И Павел Хомский, напомнивший своей постановкой комедии О. Уайльда "Как важно быть серьезным", что театр – всего лишь часть культурного досуга, развлечение наряду со всякими прочими, что во­все не зазорно ныне ориентироваться на "зрителя с улицы", потакать вкусам толпы.

И Глеб Панфилов, балансирующий в галинском "...Sorry" между правдой и выдумкой, чуждающийся чрезмерного углубления в жесто­кую реальность и изо всех сил пытающийся снять драматизм повество­вания бравурной комичностью приемов и интонаций.

И Марк Захаров, мечтавший о создании спектакля, подобного вах­танговской "Турандот", и, наконец, осуществивший‑таки в союзе с Юрием Махаевым на свой собственный "ленкомовский" и, по‑моему, блистательный лад "отурандотивание" "Женитьбы Фигаро"...

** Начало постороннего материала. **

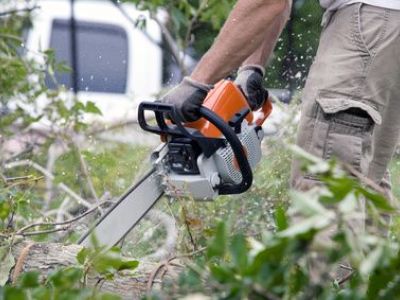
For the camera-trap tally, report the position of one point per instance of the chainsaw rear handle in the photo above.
(238, 150)
(162, 110)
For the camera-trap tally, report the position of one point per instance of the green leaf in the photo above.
(280, 218)
(5, 209)
(92, 108)
(371, 261)
(14, 293)
(221, 274)
(218, 244)
(239, 252)
(128, 265)
(6, 264)
(308, 225)
(66, 278)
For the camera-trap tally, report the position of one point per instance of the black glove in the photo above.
(250, 80)
(188, 96)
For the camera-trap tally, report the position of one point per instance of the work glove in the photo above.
(187, 97)
(250, 79)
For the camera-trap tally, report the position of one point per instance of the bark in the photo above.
(45, 258)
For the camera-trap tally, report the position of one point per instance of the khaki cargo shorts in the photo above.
(351, 101)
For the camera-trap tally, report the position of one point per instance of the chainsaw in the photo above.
(215, 155)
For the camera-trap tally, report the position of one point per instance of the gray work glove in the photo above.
(187, 97)
(250, 79)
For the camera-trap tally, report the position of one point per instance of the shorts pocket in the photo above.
(343, 135)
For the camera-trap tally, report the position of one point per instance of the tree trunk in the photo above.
(45, 258)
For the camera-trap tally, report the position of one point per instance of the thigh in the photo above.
(338, 115)
(383, 84)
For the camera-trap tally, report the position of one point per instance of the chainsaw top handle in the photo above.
(164, 127)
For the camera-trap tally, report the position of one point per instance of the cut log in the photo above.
(47, 257)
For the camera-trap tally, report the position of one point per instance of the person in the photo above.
(246, 40)
(350, 102)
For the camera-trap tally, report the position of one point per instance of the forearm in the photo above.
(242, 36)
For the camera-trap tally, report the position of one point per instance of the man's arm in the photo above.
(249, 35)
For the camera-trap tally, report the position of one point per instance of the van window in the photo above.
(102, 56)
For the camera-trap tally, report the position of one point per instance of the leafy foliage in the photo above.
(280, 266)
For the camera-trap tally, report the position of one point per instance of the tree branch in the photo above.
(39, 168)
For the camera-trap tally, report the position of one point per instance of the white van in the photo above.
(118, 64)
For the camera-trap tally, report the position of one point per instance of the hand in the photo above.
(187, 97)
(250, 80)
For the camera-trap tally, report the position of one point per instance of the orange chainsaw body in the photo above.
(226, 100)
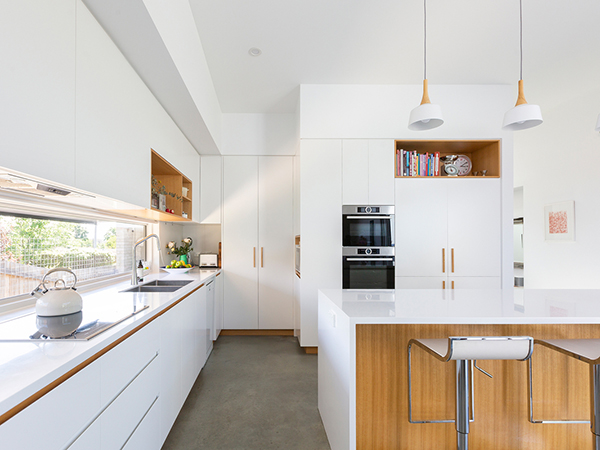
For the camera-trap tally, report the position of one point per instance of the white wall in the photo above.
(259, 134)
(175, 23)
(37, 96)
(554, 162)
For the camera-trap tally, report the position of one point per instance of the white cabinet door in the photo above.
(474, 227)
(421, 282)
(210, 189)
(355, 172)
(321, 227)
(276, 240)
(421, 227)
(218, 326)
(381, 172)
(240, 241)
(209, 308)
(475, 282)
(192, 356)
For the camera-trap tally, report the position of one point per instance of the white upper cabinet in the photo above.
(368, 172)
(381, 172)
(355, 172)
(210, 189)
(37, 92)
(448, 228)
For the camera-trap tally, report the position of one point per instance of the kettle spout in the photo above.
(38, 292)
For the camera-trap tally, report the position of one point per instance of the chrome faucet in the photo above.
(134, 277)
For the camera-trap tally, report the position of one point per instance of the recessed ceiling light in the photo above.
(255, 51)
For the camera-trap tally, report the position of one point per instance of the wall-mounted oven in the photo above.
(367, 226)
(368, 268)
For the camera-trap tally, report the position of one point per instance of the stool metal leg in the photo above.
(462, 404)
(595, 395)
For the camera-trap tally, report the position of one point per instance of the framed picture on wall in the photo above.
(559, 221)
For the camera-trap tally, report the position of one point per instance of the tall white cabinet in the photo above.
(258, 242)
(448, 233)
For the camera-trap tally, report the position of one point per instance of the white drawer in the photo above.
(121, 418)
(57, 418)
(122, 363)
(146, 435)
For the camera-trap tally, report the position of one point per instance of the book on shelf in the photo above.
(409, 163)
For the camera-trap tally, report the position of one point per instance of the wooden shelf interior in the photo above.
(484, 154)
(173, 181)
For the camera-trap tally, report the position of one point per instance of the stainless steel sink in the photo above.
(167, 283)
(152, 289)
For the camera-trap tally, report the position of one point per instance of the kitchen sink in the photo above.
(167, 283)
(144, 288)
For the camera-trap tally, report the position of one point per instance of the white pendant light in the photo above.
(427, 115)
(523, 115)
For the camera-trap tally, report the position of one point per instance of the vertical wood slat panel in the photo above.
(561, 391)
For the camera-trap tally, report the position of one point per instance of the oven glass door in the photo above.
(362, 272)
(368, 231)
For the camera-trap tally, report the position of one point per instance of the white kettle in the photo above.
(57, 300)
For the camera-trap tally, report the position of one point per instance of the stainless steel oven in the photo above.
(368, 268)
(367, 226)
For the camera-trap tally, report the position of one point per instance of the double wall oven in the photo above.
(368, 251)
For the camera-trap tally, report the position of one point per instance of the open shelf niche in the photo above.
(484, 154)
(176, 183)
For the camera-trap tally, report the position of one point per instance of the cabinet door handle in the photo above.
(443, 260)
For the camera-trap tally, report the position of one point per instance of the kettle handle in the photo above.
(59, 269)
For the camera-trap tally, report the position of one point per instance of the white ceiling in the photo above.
(381, 42)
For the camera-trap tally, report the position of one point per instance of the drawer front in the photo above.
(146, 435)
(122, 417)
(89, 439)
(122, 363)
(57, 418)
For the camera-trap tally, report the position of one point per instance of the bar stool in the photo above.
(466, 351)
(588, 351)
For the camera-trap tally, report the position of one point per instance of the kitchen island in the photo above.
(363, 369)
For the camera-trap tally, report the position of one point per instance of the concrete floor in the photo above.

Во всех этих весьма разных работах ощущается веяние какого‑то общего добровольного или даже вынужденного влечения. В них без труда угадывается мотив совершенно нового соотношения между ис­кусством и жизнью, вероятно, невозможный еще несколько лет тому назад. В самом общем своем значении это мотив торжества искусства над жизнью, связанный с заметным перенесением интереса с сущности на явление, с содержания на форму, с истолкования на прием, с психо­логического на игровое, с внетеатрального на внутритеатральное; этот мотив становится едва ли не "категорическим императивом" нынешнего театрального дня. Всякий раз, разумеется, он реализуется по‑своему, подчас с парадоксальной неуместностью и даже неумелостью, придаю­щими ему, этому мотиву, особую внеличную значимость некой всеоб­щей потребности.

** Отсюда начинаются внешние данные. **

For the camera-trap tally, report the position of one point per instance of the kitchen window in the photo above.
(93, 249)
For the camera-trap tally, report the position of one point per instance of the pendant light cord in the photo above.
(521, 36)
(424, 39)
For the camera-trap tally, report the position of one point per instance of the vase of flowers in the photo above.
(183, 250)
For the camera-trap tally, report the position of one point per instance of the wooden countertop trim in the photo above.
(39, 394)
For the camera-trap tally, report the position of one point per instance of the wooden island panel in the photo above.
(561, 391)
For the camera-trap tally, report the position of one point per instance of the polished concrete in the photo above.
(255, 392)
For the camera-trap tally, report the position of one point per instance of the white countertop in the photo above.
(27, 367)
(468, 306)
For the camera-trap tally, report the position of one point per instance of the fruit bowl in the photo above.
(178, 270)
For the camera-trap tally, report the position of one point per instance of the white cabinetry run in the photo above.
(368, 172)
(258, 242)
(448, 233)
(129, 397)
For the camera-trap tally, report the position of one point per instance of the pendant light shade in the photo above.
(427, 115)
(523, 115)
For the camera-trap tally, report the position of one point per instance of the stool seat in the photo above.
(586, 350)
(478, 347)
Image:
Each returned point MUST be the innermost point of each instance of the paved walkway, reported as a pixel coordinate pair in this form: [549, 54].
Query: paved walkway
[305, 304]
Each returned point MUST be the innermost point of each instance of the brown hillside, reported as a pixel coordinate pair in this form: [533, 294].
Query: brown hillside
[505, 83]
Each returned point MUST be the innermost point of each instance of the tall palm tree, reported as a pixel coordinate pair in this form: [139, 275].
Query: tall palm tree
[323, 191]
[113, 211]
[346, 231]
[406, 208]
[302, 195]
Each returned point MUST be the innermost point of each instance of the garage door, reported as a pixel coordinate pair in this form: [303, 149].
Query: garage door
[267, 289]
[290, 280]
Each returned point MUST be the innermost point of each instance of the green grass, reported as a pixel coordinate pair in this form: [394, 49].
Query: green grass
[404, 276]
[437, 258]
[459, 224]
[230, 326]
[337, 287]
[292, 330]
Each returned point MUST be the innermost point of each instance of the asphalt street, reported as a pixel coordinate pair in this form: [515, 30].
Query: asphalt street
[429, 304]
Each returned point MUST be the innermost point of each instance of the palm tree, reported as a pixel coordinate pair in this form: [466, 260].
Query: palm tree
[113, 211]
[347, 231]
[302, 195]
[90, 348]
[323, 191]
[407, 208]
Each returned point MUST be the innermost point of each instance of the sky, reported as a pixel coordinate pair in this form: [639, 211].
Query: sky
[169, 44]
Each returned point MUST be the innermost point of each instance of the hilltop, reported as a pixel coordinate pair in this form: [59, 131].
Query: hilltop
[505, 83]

Что до неумелости, то примеры на памяти всякого, рискнувшего посетить столь расплодившиеся сегодня "студии" и "театры",– но ведь сама‑то приверженность "игре в театр" становится тем симптоматичнее, чем очевиднее дилетантизм ее участников!

Что до неуместности, то здесь позволю себе сослаться на, быть мо­жет, крайне субъективные свои впечатления от двух спектаклей "Со­временника" – "Мурлин Мурло" и "Кот домашний средней пушисто­сти". Признаюсь, что все восхищение отменными работами актеров не заглушает во мне ощущения чрезмерности иронии в адрес персонажей, густоты театральных преувеличений, избыточной напористости игро­вых решений, педалирования всякого рода режиссерских находок в этих постановках. Театр все еще как бы не забывает, что говорит о сломан­ных судьбах, исковерканных личностях. Но в одном случае он уже предпочитает остранять "соцарт" откровенно осознаваемым и специ­ально культивируемым кичевым дурновкусием (как это, положим, де­лала Алена Апина в своих песенках о "бедном бухгалтере" или "девчо­ночках в коротеньких юбчоночках"). А в другом уберегает себя от со­чувствия откровенной и едкой иронией. Причем ирония здесь звучит не только по отношению к персонажам или к среде их обитания, но и в адрес собственного, "Современника", творческого усилия, в особенно­сти же по части его способности воздействовать на живую реальность.

Игра в гиньоль ("Мурлин Мурло"), игра в абсурдистский фарс ("Кот домашний средней пушистости") – это еще не рождение игрово­го стиля, но заметное его предвестие. Игровой стиль – это, конечно же, "Школа для эмигрантов" в "Ленкоме".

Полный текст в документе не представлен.